Login and authentication
Any user which requires interaction with the realm, either via authorization request or via web/console access, needs to validate its identity via authentication. The process is handled by identity providers, and requires users to perform a login process where they enter their credentials and receive in response an authentication token.
AAC binds authentication tokens, subjects and users into a specific session, which is given a unique random (and hard-to-guess) identifier and is then bound to the user agent either via cookie or via request parameter.
From now on, the authenticated user won’t be asked to sign-in again until the sessions is either expired or terminated.
Session expiration and renewal
Sessions are persisted in AAC and keep an immutable reference to their creation time, which is usually the same as login, and their duration, which enables the system to calculate an expiration time. When a session expires, AAC invalidates the identifier, drops all the associated information and performs the logout from the interface. At the same time, every pending authorization request (for example an OAuth2 code redemption) will be invalidated.
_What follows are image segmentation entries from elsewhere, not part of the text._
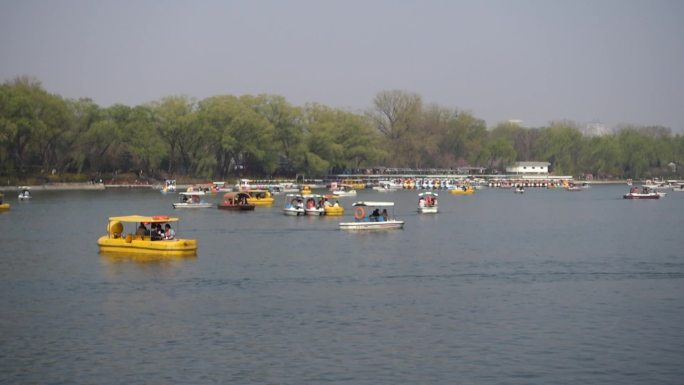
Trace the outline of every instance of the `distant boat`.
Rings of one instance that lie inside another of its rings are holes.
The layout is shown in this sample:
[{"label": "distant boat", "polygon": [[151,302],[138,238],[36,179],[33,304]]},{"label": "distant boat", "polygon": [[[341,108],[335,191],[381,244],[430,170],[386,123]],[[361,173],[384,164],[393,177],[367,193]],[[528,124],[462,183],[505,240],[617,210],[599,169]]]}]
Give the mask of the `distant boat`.
[{"label": "distant boat", "polygon": [[418,212],[421,214],[437,214],[439,211],[438,196],[437,193],[431,191],[418,194]]},{"label": "distant boat", "polygon": [[629,192],[622,196],[625,199],[660,199],[660,194],[651,191],[648,187],[632,187]]},{"label": "distant boat", "polygon": [[178,193],[180,202],[174,203],[174,209],[199,209],[211,207],[212,204],[204,201],[204,191],[184,191]]},{"label": "distant boat", "polygon": [[29,191],[29,189],[30,187],[28,186],[19,187],[19,195],[17,196],[17,198],[19,198],[20,201],[31,199],[31,192]]},{"label": "distant boat", "polygon": [[[394,210],[392,216],[387,213],[387,207],[394,209],[394,202],[356,202],[354,207],[354,222],[340,222],[341,230],[389,230],[389,229],[403,229],[404,221],[394,218]],[[383,213],[380,213],[380,207],[383,208]],[[368,214],[366,209],[375,208],[375,210]],[[384,215],[383,215],[384,214]]]},{"label": "distant boat", "polygon": [[247,203],[248,198],[246,192],[228,192],[223,194],[223,202],[216,206],[220,210],[254,211],[255,205]]}]

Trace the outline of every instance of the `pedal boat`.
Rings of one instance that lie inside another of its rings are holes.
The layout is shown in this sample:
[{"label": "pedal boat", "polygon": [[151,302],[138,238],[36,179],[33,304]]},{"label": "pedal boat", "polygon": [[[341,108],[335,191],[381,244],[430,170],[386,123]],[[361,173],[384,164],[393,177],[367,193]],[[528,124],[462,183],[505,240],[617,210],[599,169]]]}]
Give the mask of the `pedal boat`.
[{"label": "pedal boat", "polygon": [[5,195],[3,193],[0,193],[0,211],[6,211],[10,209],[10,204],[3,202],[3,199],[5,198]]},{"label": "pedal boat", "polygon": [[249,198],[247,203],[257,206],[270,206],[273,204],[273,194],[268,190],[247,190]]},{"label": "pedal boat", "polygon": [[223,202],[216,205],[220,210],[254,211],[255,205],[247,203],[249,194],[244,192],[229,192],[223,194]]},{"label": "pedal boat", "polygon": [[211,203],[204,201],[204,191],[184,191],[178,195],[181,200],[173,204],[174,209],[201,209],[212,206]]},{"label": "pedal boat", "polygon": [[301,194],[287,194],[285,196],[285,207],[283,207],[283,214],[299,217],[306,215],[304,209],[304,198]]},{"label": "pedal boat", "polygon": [[28,186],[21,186],[19,187],[19,195],[17,195],[17,198],[20,201],[24,200],[29,200],[31,199],[31,192],[29,191],[31,188]]},{"label": "pedal boat", "polygon": [[323,196],[319,194],[302,195],[306,215],[321,216],[325,214]]},{"label": "pedal boat", "polygon": [[[176,238],[172,240],[152,240],[149,235],[136,235],[140,223],[165,224],[178,222],[178,218],[167,216],[127,215],[110,217],[107,235],[97,240],[101,253],[142,254],[162,257],[191,257],[197,254],[197,241]],[[130,232],[125,232],[124,223]],[[177,231],[178,229],[176,229]]]},{"label": "pedal boat", "polygon": [[472,186],[460,186],[449,190],[449,193],[454,195],[473,195],[475,189]]},{"label": "pedal boat", "polygon": [[648,187],[639,188],[633,186],[629,192],[622,196],[624,199],[660,199],[660,194]]},{"label": "pedal boat", "polygon": [[323,207],[323,210],[325,211],[325,215],[331,217],[341,217],[344,215],[344,207],[342,207],[342,205],[339,203],[334,203],[332,206],[325,206]]},{"label": "pedal boat", "polygon": [[[340,222],[340,230],[391,230],[403,229],[404,221],[394,218],[394,202],[356,202],[353,204],[354,222]],[[392,216],[385,219],[383,216],[367,215],[370,208],[392,208]]]},{"label": "pedal boat", "polygon": [[418,194],[418,212],[421,214],[437,214],[439,206],[437,205],[437,193],[426,191]]}]

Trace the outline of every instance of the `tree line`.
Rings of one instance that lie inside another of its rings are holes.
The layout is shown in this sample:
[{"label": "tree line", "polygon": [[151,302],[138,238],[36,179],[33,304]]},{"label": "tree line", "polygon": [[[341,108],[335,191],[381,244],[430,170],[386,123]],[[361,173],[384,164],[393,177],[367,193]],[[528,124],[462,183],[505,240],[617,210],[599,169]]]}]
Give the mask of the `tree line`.
[{"label": "tree line", "polygon": [[488,129],[468,111],[396,90],[378,93],[367,111],[351,112],[295,106],[277,95],[169,96],[105,108],[51,94],[28,77],[0,86],[3,177],[317,177],[379,166],[497,172],[527,160],[548,161],[562,175],[671,176],[671,165],[684,161],[684,137],[658,126],[587,136],[571,121]]}]

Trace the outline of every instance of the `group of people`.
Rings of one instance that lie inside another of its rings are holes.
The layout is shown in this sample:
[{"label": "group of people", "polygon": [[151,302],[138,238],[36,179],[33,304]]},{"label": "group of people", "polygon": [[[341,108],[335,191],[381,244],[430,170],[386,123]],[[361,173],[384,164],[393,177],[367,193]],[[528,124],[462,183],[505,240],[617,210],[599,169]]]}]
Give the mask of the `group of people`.
[{"label": "group of people", "polygon": [[138,226],[138,230],[136,230],[135,235],[149,235],[151,240],[161,241],[174,239],[176,237],[176,232],[168,223],[164,225],[164,228],[162,228],[161,223],[153,223],[151,229],[147,229],[147,226],[140,222],[140,226]]},{"label": "group of people", "polygon": [[418,207],[423,208],[423,207],[432,207],[437,205],[437,198],[433,198],[430,195],[427,197],[423,198],[420,197],[418,199]]}]

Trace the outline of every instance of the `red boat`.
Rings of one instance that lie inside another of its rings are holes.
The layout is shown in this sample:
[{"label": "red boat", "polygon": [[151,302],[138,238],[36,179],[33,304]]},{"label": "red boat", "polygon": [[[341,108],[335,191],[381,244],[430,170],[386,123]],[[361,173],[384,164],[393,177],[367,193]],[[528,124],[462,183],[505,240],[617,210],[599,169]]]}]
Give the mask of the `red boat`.
[{"label": "red boat", "polygon": [[223,194],[223,202],[217,207],[221,210],[250,211],[254,210],[255,205],[247,203],[249,194],[245,192],[229,192]]}]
Users which are active, which means they performed some kind of interaction with either the web interface or the developer console, can extend the duration of their session, effectively moving forward the session’s expiration. This mechanism is subject to security, architectural and usability requirements and is not customizable by administrators.
OpenID session management
The OpenID Connect framework contains a specific set of specifications for session management, single logout and front/back channel logout. While AAC aims to fully support all these standards, as of now the implementation is limited to a partial front channel single logout approach.
AAC exposes an /endsession
endpoint, which when instructed from a valid client with an id_token
matching the current user session, will instruct AAC to perform global logout.
The global logout terminates the user session at AAC, and will eventually signal to all the clients which obtained a token from the same session that the user is no longer connected.
This section will be updated with details when AAC will fully support the standards.